I have a C function which uses an enum
as parameter, like the example bellow:
typedef enum
{
AB,
CD
} A;
void f(A input)
{
// do something
}
int main(void)
{
// do something
f(-10);
// do something
}
Is there a warning that I can enable for assigning an enum variable with a value out of the range of the enum?
There is an open bug for it in the GCC bug database. It seems that GCC does not contain such a feature yet. There is an option called -Wc++-compat
which would complain - among myriad other things, about any integer being converted implicitly to an enum type.

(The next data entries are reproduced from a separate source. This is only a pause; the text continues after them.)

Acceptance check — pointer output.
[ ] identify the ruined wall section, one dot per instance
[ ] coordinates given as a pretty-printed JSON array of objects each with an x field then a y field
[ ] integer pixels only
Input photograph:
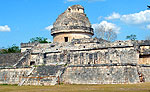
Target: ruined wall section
[
  {"x": 8, "y": 60},
  {"x": 12, "y": 75}
]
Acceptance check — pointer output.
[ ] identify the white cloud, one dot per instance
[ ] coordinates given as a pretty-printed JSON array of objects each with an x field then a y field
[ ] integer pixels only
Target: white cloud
[
  {"x": 5, "y": 28},
  {"x": 107, "y": 26},
  {"x": 135, "y": 18},
  {"x": 72, "y": 0},
  {"x": 148, "y": 26},
  {"x": 49, "y": 27},
  {"x": 84, "y": 0},
  {"x": 113, "y": 16}
]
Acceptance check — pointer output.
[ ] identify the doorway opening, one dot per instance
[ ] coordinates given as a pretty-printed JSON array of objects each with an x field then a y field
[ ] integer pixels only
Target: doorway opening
[{"x": 66, "y": 39}]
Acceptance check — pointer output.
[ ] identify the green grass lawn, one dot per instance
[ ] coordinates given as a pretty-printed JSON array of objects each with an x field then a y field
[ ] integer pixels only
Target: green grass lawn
[{"x": 142, "y": 87}]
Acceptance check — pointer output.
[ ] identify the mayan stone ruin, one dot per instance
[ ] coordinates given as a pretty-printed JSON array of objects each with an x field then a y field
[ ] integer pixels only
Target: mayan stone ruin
[{"x": 74, "y": 57}]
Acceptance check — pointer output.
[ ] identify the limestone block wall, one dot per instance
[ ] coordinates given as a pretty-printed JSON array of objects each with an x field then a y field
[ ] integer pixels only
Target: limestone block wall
[
  {"x": 43, "y": 75},
  {"x": 145, "y": 71},
  {"x": 12, "y": 75},
  {"x": 9, "y": 59},
  {"x": 101, "y": 75}
]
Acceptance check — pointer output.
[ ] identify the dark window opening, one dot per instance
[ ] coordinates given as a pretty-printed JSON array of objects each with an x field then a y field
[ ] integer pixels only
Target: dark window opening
[
  {"x": 32, "y": 63},
  {"x": 44, "y": 55},
  {"x": 69, "y": 9},
  {"x": 144, "y": 56},
  {"x": 66, "y": 39}
]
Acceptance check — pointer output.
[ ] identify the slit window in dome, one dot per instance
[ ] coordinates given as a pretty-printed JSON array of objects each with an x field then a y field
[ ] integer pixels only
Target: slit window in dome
[{"x": 66, "y": 39}]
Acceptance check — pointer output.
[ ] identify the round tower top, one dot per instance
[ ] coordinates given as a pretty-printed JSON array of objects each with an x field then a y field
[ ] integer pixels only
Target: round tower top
[{"x": 72, "y": 20}]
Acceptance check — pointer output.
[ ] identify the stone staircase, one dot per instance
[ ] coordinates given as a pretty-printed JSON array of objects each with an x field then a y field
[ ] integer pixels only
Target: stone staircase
[
  {"x": 58, "y": 75},
  {"x": 26, "y": 79},
  {"x": 24, "y": 58}
]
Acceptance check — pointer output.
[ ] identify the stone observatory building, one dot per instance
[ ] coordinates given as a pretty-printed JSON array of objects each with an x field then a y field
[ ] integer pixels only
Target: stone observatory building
[
  {"x": 76, "y": 58},
  {"x": 71, "y": 24}
]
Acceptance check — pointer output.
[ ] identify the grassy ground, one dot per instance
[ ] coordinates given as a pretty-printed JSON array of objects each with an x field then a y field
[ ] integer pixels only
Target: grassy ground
[{"x": 142, "y": 87}]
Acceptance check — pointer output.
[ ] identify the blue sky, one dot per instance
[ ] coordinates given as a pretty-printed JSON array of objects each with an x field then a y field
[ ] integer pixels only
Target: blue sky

A related feature has just landed into the GCC repository. In GCC trunk (but not in 9.2.1 which is the compiler of Ubuntu 19.10), there is a switch -Wenum-conversion
, which would warn about the use of an unrelated enum value, but not a bare integer; ie with the code below it will warn about the latter function call, but not the former. :
typedef enum{ AB, CD } A;
typedef enum{ EF, GH } B;
void f(A input){
(void)input;
}
int main(void){
f(-10);
f(GH);
}
The diagnostics from compiling with -Wenum-conversion
would be
<source>: In function 'main':
<source>:18:6: warning: implicit conversion from 'enum <anonymous>' to 'A' [-Wenum-conversion]
18 | f(GH);
| ^~
Even if enum
is a user defined type, it is translated by the compiler as a primitive, in my case int
, you can check it using:
#include <stdio.h>
#define printHelloIfEnumIsInt(x) \
_Generic(x, int: puts("Hello"));
typedef enum {
AB,
CD
} A;
int main(void)
{
printHelloIfEnumIsInt(AB);
return 0;
}
returns:
Hello
so any value in the range of INT_MIN
... INT_MAX
is allowed.
I don't think there's any good way of doing it. But, provided that you do not use any =
in your enum like enum foo {a=0, b=4}
, you can do like this:
typedef enum{
AB,
CD,
A_max // Extra field that should be last
} A;
void f(A input){
assert(input >= 0 && input < A_max);
// Do something
}
This works, because if no =
is used, the first element will be zero, and all the following will add 1 for each of them.